Jack went on further to elaborate each point, but I’ll keep it short.
The Drive or the Motivation can be classified based on whether it is positive or negative and on whether it is internal or external. I will shortly post an infographic image showing the same. This is an important component because it gets us started on our goals. It helps us bypass the phase of inertia, initially.
The Plan, as described, is the skeleton. This is one of the crucial pillars of Hard Work because unless we have a plan, we won’t have a direction to move forward in. Having a plan makes the work involved, quantified. It helps in setting achievable goals. In the past, the mistake I’d made a lot of times was in this step; I made my plan and started executing but quickly burned out and gave up. The mistake was that I’d set impossible goals for myself, goals that I couldn’t possibly have accomplished in the set time frame.

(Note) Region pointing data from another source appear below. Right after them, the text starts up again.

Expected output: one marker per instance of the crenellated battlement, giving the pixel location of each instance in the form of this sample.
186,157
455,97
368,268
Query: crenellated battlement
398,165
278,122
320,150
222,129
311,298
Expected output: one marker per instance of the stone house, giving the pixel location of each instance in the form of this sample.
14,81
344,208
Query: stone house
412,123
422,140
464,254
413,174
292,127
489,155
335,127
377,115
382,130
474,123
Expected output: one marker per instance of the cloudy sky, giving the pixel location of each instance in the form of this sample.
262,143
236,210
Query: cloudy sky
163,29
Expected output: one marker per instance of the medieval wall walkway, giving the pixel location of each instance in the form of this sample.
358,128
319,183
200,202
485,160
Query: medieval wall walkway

The Grind is the second most important component of the process. The result of following even just this step can lead to developing skills that can’t be rivalled easily. Even if we practice doing what our goal requires us to do without actually working towards our goal, we’ll get halfway there. The other half is The Plan. This is probably what Will Smith calls, ‘A Sickening Work Ethic’.
Considering a car for analogy, if the Drive is the fuel, the Plan is the body, and the Grind is the engine, then the Sacrifice could be considered as the friction between the tyres and the concrete that makes the car move forward. Greater the sacrifice, greater will be the friction and keep the vehicle from skidding out of control at high speeds. The first three steps will enable to reach a general achievable level of success. But it’s the Sacrifice that will truly challenge us to the maximum of our capabilities and reveal to us what we really are capable of doing.
“True hard work has a disruptive effect on your life, which is exactly the intended effect”, i.e. it takes you out of your comfort zone and forces you to grow.
Also, it is “the act of surrendering something of value for the sake of a greater purpose”.
Finally, the part of success that everyone tends to focus on, The Payoff. This is the step where celebration is due. Whenever a big task is ticked off of your checklist or an important milestone has been reached, it is essential that we celebrate. A celebration doesn’t necessarily mean it needs to be a party. It could be as simple as doing something that calms your nerves or something that makes you peaceful, if not happy. It could even be just a powerful and loud “Yessss!!!!” with fists raised in the air.
Celebration can mean different things for different people, but it is important to recognize that it shouldn’t be some activity that would derail you from your plan and cause you to lose the momentum built up in reaching there. Celebration is required because in that moment we acknowledge the progress we’ve made and give ourselves permission to feel proud in knowing that the Hard Work and Sacrifice has paid off.
If you, the reader, have come all the way to the bottom of this post, I can’t say enough how thankful I am. This is not only for you, but also my journey of discovering what works and what doesn’t. Also, that doesn’t mean that I’m doing all this flawlessly. I do make mistakes and have occasional slip ups. But I keep reverting back to the Plan. So thank you for sticking with me.
In a day’s time, I’ll be posting an infographic, attempting to connect the steps and concepts discussed in this post. Until then, see you later.